Court shuts down worker's bid for in-person meeting with former employer

Dismissed Ontario employee reluctant to participate in virtual mediation

Court shuts down worker's bid for in-person meeting with former employer

An Ontario court has ruled that an employee alleging wrongful dismissal must participate in mediation by videoconference, even though she requested an in-person session to face her former employer face-to-face.

The Dec. 9, 2025 decision by regional senior justice Calum MacLeod in Spiegelman v. Avantia et al concerned the mode of attendance for a mandatory mediation in a post‑COVID context.

Janice Spiegelman brought an action for "wrongful dismissal and misrepresentation" against Avantia Medical Imaging and Restorative Health, Stittsville Imaging Centre Inc., and Gregory Davies. The case required mandatory mediation.

When the parties could not agree on the format, Spiegelman insisted on in-person mediation while the employer preferred videoconference.

Emotional needs insufficient to override virtual format

In her evidence, Spiegelman said that she wanted the opportunity to “confront the defendant and to look him in the eye.” The court acknowledged this desire but found no compelling evidence that the same objective could not be achieved virtually. Justice MacLeod noted that all parties reside in Ottawa or surrounding areas, while defence counsel and the insurer are located in Toronto.

The court examined whether Spiegelman's emotional needs justified requiring all parties to meet physically. The evidence showed "the plaintiff wishes to confront the defendant and explain what impact the dismissal and manner of dismissal had on her life." However, Justice MacLeod found this to be insufficient grounds for ordering in-person attendance.

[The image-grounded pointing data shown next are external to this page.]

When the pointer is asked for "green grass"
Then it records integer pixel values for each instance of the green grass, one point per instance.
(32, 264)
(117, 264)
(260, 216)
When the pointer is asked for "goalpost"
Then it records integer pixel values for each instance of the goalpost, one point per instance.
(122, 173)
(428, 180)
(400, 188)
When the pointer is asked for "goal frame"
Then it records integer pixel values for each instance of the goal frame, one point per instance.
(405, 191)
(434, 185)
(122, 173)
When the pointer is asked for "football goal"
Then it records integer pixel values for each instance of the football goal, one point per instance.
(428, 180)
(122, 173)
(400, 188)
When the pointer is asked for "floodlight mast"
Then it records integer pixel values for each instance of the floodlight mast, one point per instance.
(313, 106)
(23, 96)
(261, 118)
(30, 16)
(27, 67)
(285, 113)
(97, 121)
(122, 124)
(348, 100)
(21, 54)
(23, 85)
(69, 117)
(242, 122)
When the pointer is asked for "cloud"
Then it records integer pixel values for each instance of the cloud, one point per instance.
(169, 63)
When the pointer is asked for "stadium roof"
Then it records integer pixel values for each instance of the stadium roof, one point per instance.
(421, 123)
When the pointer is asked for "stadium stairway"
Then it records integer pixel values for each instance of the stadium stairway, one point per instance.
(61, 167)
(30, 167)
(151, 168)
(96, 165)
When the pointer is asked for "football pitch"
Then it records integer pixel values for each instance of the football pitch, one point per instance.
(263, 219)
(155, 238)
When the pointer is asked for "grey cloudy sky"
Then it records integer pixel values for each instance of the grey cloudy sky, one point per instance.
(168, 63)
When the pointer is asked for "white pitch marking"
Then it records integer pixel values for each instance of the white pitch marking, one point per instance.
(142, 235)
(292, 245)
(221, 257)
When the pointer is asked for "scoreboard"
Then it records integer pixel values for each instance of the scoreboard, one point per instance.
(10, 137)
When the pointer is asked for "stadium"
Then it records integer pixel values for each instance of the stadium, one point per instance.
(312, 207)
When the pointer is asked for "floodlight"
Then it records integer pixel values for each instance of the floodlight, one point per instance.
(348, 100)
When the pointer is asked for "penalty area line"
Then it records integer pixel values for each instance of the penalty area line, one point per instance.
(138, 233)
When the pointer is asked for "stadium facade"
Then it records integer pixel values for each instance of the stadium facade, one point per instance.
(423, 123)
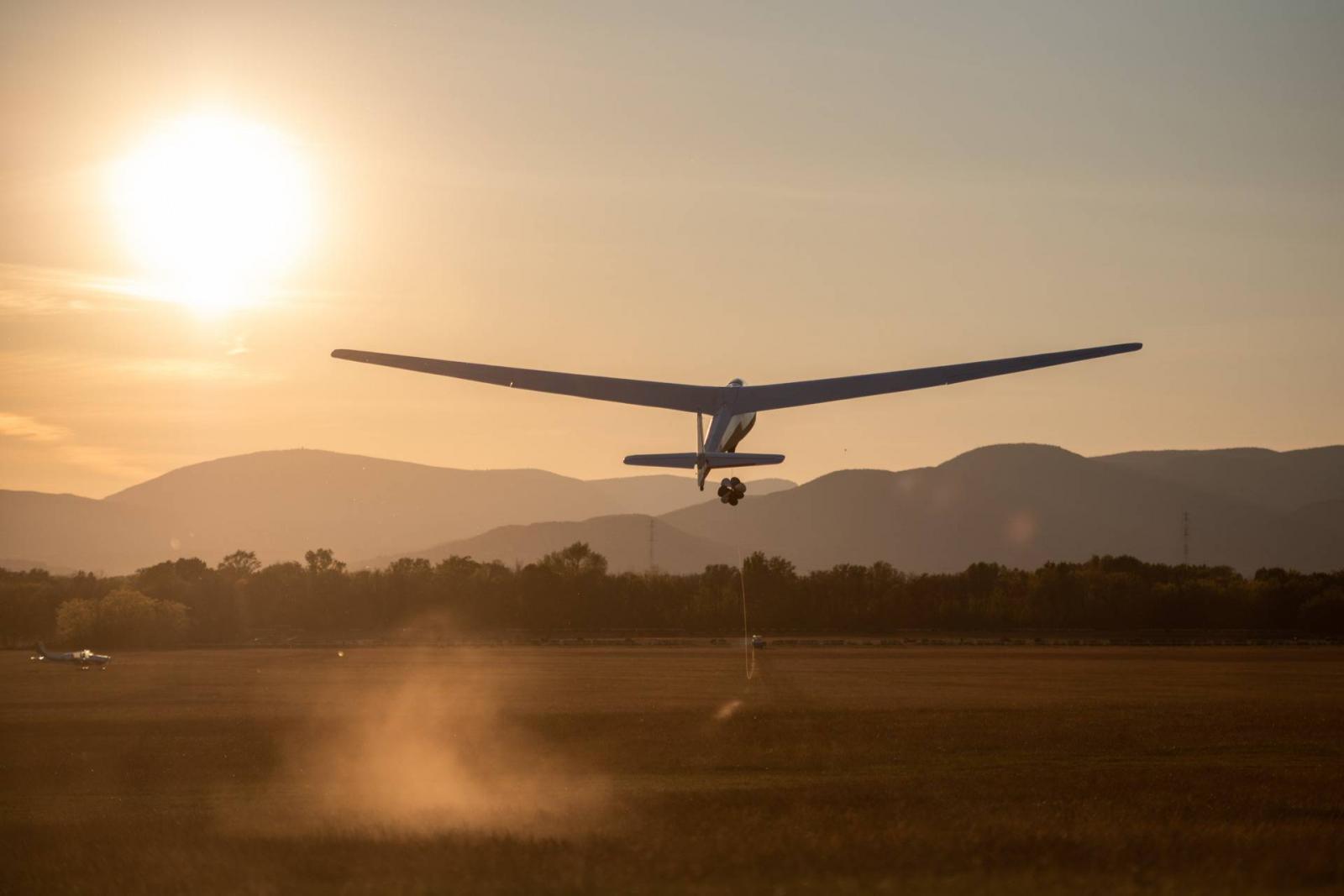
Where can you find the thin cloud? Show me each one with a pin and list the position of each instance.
(58, 445)
(33, 430)
(37, 291)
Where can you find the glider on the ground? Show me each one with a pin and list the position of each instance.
(78, 658)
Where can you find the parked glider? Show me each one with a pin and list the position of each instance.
(732, 409)
(80, 658)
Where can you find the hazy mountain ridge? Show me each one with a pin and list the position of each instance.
(281, 504)
(1014, 504)
(1276, 479)
(624, 540)
(1018, 504)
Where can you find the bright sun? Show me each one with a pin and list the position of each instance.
(215, 208)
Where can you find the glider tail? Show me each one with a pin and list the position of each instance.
(718, 459)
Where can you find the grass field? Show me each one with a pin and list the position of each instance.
(658, 770)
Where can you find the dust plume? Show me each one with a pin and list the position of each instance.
(427, 755)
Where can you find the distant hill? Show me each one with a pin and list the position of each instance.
(624, 540)
(65, 531)
(281, 504)
(1018, 504)
(1014, 504)
(1277, 479)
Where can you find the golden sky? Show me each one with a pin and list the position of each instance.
(685, 192)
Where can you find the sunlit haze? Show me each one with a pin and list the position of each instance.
(214, 207)
(201, 201)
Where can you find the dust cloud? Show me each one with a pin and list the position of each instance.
(425, 755)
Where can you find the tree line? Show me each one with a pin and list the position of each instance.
(187, 600)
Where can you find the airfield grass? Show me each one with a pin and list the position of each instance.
(1000, 770)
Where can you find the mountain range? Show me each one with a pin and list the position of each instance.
(1014, 504)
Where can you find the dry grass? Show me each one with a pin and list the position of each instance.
(631, 770)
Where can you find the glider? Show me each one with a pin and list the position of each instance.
(732, 409)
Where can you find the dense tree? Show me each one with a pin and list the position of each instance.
(124, 618)
(571, 591)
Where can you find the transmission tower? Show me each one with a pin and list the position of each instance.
(652, 564)
(1184, 537)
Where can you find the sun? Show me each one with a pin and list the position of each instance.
(215, 208)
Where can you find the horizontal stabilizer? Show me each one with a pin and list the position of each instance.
(718, 459)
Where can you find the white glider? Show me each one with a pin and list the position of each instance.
(732, 407)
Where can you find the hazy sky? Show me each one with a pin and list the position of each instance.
(685, 192)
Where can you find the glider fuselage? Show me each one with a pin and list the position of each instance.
(727, 427)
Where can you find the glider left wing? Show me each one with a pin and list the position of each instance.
(676, 396)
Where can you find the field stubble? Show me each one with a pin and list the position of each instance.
(649, 770)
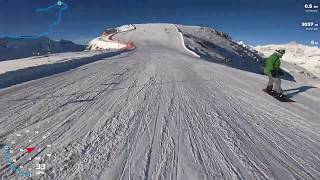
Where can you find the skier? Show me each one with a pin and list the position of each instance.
(273, 71)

The ruling emphasized that the case proceeds under rules where "cost-effectiveness and efficiency are supposed to be paramount." No evidence was presented suggesting the mediator could not conduct an effective session virtually.

‘Real benefits’ to virtual mediation

Justice MacLeod observed that, "anecdotally, many if not most mediations now take place virtually" and noted the evolution from pre-2020 practices when "participation by videoconference would have appeared exotic." The court referenced cases where elderly or international parties successfully participated in mediations by videoconference before the pandemic.

The decision acknowledged changed circumstances in legal practice. According to the ruling, "in some cases, they have real benefits such as pulling in more senior claims examiners, consulting with other counsel, or consultation with key witnesses that might not occur if all parties had to convene in one location."

However, Justice MacLeod clarified: "I do not wish to suggest that Rule 76 mediations should be presumptively by videoconference nor that the decision concerning the mode of mediation should not be taken seriously."

Virtual mediation with hybrid option

The court ultimately determined that "In the final analysis, there is nothing in the evidence that suggests it will make much difference if the mediation takes place in person or on-line. What will make a difference is the willingness of the parties to seek a compromise solution and the assistance of an experienced and competent mediator."

Justice MacLeod directed that the mediation proceed by videoconference, though allowed it could be hybrid "if the parties and the mediator agree." The court awarded no costs of the motion.

The decision explained that "in light of the absence of jurisprudence on this point and the fact that the affidavit evidence and the motion was of little utility, there will be no costs of the motion."